The double angle formulas are among the essentials in trigonometry. They allow you to express trigonometric functions of double angles in terms of single angles. The double angle formula for cosine, in particular, is \( \cos 2x = \cos^2 x - \sin^2 x \). This equation can also appear in a version that uses tangent:

• \( \cos 2x = \frac{1 - \tan^2 x}{1 + \tan^2 x} \)

This alternative form is crucial when dealing with equations involving tangent. By using these formulas, we can transform complex expressions into simpler ones that are easier to analyze or verify, as it was demonstrated in the exercise.
To make these connections clear, remember that using \( \cos 2x = \cos^2 x - \sin^2 x \) often involves turning expressions of sine or cosine into terms of tangent, using identities to navigate between these forms.

Understanding tangent and secant identities can significantly simplify trigonometric equations. Let's begin with the relationship between tangent and secant. The identity \( 1 + \tan^2 x = \sec^2 x \) is particularly useful when transforming expressions. This identity reflects how tangent and secant are related through the Pythagorean theorem applied to trigonometric functions.
Additionally, the reciprocal identity \( \sec x = \frac{1}{\cos x} \) helps in converting secant into a more manageable expression involving cosine. This is exactly what was used in the solution to the exercise. By substituting \( \sec^2 x \) with \( \frac{1}{\cos^2 x} \), the equation becomes simpler and more straightforward to handle, thus paving the way for further simplifications. Overall, mastering these identities helps tremendously in verifying and proving trigonometric identities.

The Pythagorean identity is one of the fundamental building blocks of trigonometry.

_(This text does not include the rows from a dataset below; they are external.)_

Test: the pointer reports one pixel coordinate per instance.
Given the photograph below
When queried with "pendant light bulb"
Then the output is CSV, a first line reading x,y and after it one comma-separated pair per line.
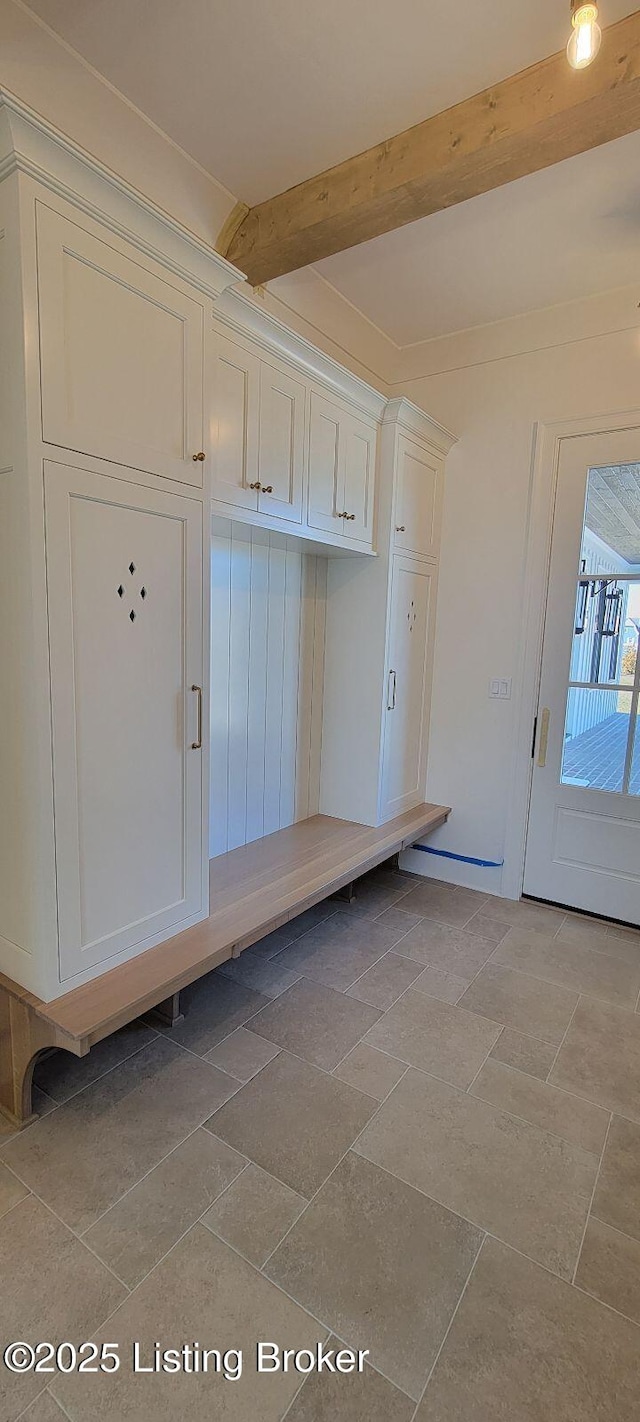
x,y
585,37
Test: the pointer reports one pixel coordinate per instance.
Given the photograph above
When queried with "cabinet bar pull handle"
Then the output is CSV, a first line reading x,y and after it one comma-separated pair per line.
x,y
391,691
545,720
196,745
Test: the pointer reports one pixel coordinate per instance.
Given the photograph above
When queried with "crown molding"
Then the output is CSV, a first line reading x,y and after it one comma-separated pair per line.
x,y
32,145
414,421
242,314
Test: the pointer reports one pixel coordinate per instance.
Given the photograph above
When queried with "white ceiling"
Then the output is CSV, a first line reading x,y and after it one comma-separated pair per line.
x,y
266,93
568,232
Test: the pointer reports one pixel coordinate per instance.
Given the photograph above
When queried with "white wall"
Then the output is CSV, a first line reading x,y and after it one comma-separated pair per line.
x,y
268,609
492,403
53,80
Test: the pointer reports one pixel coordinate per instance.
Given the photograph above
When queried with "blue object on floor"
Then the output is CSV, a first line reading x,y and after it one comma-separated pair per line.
x,y
465,859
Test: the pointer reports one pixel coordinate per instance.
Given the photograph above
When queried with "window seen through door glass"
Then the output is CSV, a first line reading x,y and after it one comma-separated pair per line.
x,y
602,744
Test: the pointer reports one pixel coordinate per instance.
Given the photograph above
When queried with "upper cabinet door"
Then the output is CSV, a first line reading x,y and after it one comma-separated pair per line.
x,y
404,767
124,580
326,465
359,460
121,354
417,499
235,423
282,445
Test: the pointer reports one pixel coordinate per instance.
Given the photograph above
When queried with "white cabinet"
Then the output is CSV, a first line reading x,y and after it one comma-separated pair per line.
x,y
326,467
280,460
235,421
342,471
359,442
124,585
408,671
121,354
380,634
417,499
256,434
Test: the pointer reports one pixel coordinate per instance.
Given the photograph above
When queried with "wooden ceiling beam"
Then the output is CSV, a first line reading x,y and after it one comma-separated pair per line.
x,y
526,123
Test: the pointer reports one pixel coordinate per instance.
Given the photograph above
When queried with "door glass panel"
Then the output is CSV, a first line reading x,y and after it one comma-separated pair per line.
x,y
596,734
635,779
612,519
602,748
602,640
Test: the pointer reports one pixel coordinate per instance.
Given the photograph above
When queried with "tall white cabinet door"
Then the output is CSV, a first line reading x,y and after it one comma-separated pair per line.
x,y
282,445
121,354
359,461
124,576
417,499
404,733
326,467
235,424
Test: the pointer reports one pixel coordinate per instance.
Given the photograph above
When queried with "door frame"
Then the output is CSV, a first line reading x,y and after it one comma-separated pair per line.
x,y
546,444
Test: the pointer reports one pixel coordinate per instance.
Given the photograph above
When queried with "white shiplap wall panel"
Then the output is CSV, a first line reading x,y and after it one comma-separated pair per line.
x,y
268,656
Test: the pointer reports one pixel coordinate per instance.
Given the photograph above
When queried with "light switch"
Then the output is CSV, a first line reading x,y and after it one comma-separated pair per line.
x,y
499,687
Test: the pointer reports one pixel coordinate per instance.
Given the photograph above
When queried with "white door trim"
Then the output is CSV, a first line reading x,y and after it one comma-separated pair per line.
x,y
548,437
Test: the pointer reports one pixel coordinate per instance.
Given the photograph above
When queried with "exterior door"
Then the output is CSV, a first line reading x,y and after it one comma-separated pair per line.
x,y
583,838
121,353
404,731
124,576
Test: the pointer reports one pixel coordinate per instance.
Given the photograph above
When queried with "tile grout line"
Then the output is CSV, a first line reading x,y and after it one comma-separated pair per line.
x,y
32,1404
592,1198
103,1074
380,1104
562,1043
57,1105
448,1328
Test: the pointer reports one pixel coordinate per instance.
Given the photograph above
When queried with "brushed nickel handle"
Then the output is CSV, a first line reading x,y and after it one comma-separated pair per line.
x,y
545,720
196,745
391,691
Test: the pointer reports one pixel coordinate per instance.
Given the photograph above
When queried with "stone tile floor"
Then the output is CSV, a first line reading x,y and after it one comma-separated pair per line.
x,y
410,1125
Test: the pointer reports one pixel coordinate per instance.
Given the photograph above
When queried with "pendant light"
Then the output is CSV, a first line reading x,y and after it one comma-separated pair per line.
x,y
585,37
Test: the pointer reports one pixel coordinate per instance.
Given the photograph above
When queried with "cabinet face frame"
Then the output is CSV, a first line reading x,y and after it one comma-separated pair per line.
x,y
286,478
391,804
359,438
326,481
418,496
63,484
235,472
66,418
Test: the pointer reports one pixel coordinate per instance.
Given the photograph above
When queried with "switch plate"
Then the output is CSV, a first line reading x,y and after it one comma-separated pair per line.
x,y
499,687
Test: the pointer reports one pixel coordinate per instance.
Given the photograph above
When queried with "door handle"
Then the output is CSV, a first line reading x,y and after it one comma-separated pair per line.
x,y
196,745
545,718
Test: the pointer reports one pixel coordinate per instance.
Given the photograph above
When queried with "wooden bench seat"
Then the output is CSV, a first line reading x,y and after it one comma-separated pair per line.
x,y
253,890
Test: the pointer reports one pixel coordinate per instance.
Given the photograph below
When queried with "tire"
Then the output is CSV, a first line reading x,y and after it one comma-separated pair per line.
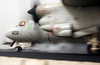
x,y
92,52
17,49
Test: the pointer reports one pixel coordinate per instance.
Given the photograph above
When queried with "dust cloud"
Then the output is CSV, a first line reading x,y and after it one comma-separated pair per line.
x,y
62,47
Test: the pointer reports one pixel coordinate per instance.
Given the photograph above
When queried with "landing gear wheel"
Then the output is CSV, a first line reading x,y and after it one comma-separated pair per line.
x,y
92,52
17,49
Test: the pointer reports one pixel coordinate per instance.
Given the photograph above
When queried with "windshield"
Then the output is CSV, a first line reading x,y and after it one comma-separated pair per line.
x,y
22,23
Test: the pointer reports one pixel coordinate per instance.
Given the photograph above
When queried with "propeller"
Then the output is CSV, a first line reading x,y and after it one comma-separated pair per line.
x,y
32,11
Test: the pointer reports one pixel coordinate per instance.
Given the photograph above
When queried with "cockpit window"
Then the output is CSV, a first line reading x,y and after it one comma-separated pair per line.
x,y
22,23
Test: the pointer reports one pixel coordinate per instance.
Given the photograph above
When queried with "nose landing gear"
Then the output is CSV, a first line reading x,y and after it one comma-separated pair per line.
x,y
93,45
17,48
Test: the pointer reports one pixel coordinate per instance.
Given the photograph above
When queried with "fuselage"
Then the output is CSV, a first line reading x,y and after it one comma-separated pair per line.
x,y
80,18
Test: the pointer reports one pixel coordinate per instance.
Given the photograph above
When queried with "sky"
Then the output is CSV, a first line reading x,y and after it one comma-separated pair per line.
x,y
14,11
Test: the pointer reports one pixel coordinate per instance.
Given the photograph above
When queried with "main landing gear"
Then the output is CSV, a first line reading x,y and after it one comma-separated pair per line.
x,y
93,45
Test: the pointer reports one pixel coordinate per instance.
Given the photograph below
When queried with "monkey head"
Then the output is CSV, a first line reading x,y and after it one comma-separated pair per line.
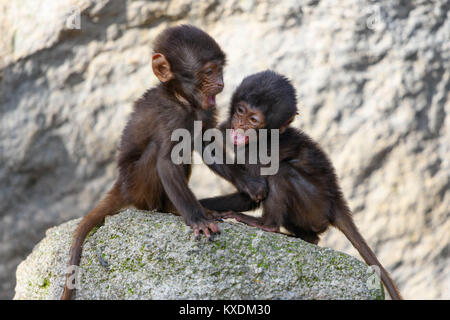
x,y
190,63
265,100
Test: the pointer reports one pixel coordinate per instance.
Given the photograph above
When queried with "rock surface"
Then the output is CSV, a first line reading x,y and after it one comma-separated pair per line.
x,y
373,78
149,255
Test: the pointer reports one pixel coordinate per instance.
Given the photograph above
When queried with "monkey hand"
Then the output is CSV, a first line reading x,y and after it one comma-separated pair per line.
x,y
255,187
207,226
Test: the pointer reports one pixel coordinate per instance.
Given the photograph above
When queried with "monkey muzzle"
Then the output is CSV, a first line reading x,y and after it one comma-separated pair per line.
x,y
238,137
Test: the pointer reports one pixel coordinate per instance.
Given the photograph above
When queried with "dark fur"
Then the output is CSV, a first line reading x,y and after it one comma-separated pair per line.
x,y
148,179
304,196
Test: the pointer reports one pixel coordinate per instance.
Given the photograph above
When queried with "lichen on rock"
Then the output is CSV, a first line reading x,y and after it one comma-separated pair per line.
x,y
151,255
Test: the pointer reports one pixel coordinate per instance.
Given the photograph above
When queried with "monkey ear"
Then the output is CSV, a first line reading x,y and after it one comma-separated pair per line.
x,y
287,123
161,67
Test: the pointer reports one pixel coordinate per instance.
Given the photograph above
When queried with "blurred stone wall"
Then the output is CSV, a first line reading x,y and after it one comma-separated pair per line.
x,y
372,77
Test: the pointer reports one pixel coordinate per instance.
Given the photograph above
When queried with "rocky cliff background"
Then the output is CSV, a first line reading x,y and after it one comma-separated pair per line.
x,y
373,78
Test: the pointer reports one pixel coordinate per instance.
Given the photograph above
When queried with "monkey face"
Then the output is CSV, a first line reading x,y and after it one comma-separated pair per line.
x,y
245,117
210,83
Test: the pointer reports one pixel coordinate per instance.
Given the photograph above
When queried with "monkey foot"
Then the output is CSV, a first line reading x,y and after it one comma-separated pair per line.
x,y
207,228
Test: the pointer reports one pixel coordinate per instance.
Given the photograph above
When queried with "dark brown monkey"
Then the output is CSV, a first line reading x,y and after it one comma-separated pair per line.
x,y
304,195
189,64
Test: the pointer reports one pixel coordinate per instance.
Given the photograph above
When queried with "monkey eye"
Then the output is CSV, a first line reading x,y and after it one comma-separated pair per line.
x,y
240,109
254,120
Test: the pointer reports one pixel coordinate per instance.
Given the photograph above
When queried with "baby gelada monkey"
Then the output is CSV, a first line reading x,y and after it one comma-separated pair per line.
x,y
189,65
304,195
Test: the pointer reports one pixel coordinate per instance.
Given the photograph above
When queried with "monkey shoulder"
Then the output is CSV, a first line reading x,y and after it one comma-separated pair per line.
x,y
303,152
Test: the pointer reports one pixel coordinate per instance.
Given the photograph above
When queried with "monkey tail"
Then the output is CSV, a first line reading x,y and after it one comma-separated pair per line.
x,y
344,223
110,205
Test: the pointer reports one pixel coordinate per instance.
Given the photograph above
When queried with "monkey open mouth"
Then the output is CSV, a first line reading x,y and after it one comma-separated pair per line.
x,y
210,101
238,138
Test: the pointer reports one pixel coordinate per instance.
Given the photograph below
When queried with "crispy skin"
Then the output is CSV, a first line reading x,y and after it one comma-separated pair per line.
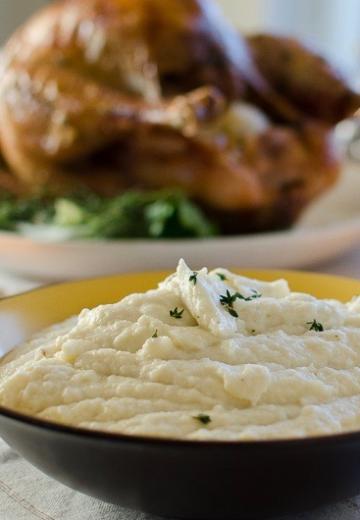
x,y
312,88
119,94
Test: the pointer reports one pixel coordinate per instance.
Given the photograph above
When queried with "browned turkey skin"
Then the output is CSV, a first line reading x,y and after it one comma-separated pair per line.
x,y
121,94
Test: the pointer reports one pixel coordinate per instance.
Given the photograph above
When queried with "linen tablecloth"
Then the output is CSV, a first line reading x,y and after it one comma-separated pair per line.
x,y
27,494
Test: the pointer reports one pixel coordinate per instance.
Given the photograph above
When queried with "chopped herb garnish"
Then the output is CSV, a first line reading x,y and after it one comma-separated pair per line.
x,y
176,313
316,326
228,299
254,296
193,278
204,419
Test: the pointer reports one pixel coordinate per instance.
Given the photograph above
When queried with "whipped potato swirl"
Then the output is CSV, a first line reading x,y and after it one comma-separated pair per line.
x,y
206,356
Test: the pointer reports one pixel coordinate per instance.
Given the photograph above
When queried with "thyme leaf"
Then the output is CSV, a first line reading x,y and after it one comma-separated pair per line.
x,y
176,313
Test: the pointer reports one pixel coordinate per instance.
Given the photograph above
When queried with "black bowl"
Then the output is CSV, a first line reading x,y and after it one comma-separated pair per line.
x,y
183,479
194,480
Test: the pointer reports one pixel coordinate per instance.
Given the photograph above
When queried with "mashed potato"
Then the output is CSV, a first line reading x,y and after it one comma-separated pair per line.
x,y
206,355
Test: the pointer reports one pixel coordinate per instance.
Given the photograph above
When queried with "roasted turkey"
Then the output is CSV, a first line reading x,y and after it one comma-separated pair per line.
x,y
147,94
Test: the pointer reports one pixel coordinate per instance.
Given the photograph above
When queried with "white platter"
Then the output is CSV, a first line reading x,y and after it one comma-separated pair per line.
x,y
330,227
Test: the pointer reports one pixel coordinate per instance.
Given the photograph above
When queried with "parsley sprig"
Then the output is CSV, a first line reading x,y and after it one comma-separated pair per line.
x,y
203,418
228,300
176,313
316,326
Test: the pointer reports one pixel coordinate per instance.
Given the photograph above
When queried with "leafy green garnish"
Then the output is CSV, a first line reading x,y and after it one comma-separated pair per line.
x,y
203,418
135,214
176,313
316,326
228,300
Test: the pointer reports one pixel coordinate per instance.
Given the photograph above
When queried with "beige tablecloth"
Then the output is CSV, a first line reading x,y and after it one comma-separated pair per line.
x,y
27,494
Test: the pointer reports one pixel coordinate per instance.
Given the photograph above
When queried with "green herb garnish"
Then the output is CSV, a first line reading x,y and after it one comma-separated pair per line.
x,y
228,299
176,313
254,296
316,326
133,214
204,419
193,278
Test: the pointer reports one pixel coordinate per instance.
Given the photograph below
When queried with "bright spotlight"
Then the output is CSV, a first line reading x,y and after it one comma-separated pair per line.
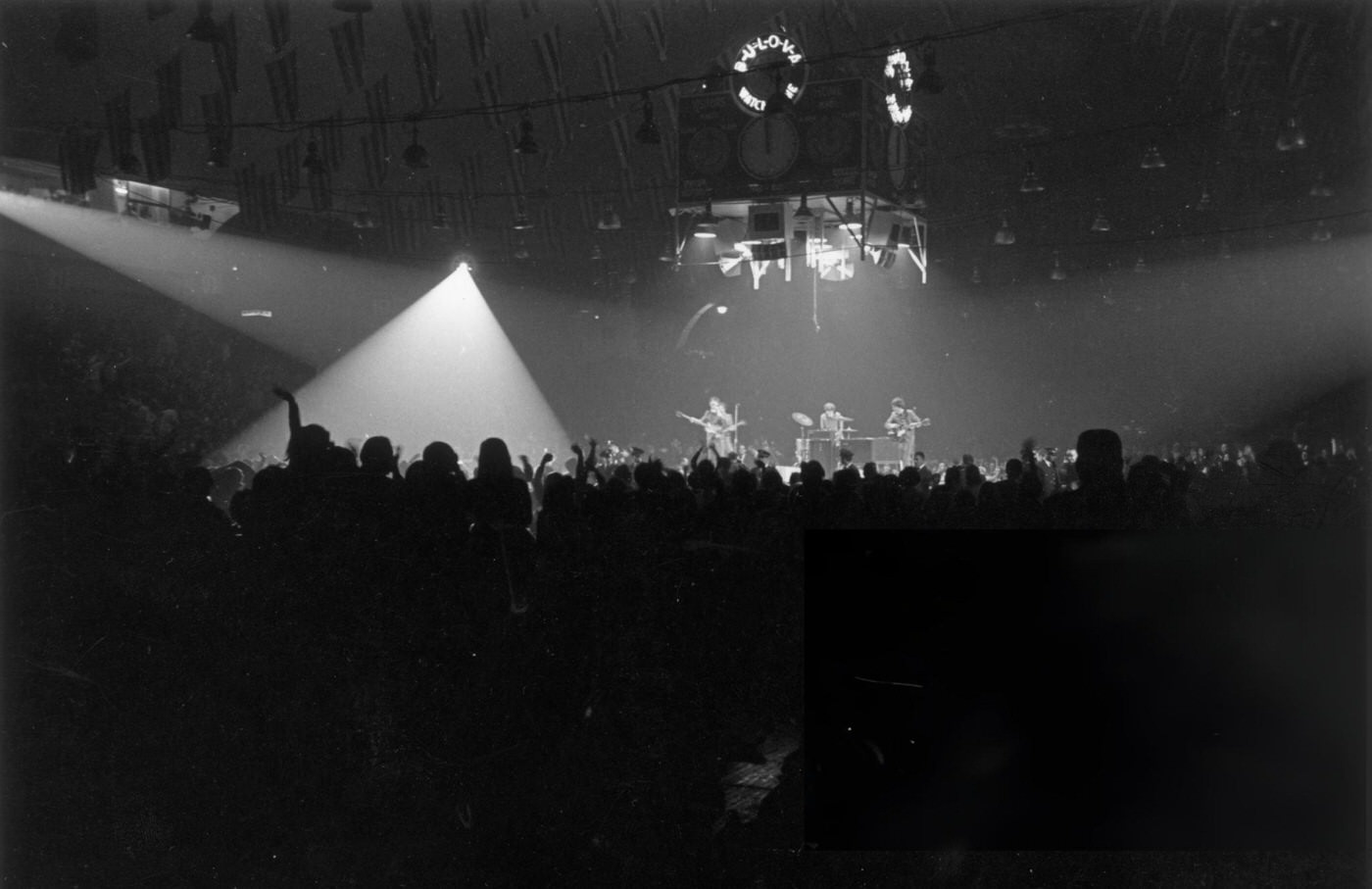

It is given by:

• \( 1 - \tan^2 x = \cos^2 x - \sin^2 x \)

This identity connects sine, cosine, and tangent in a useful way that’s often needed in various calculations, including our original problem. By substituting it into trigonometric expressions, simplifications can be achieved that allow further manipulations, leading to verification or transformation of an identity.
In the exercise solution, this identity was the key to converting between tangent and the traditional double angle formula for cosine, illustrating its application in trigonometric transformations. Mastery of this identity allows for smoother navigation through complex trigonometric expressions, aiding in unraveling them down to their core components.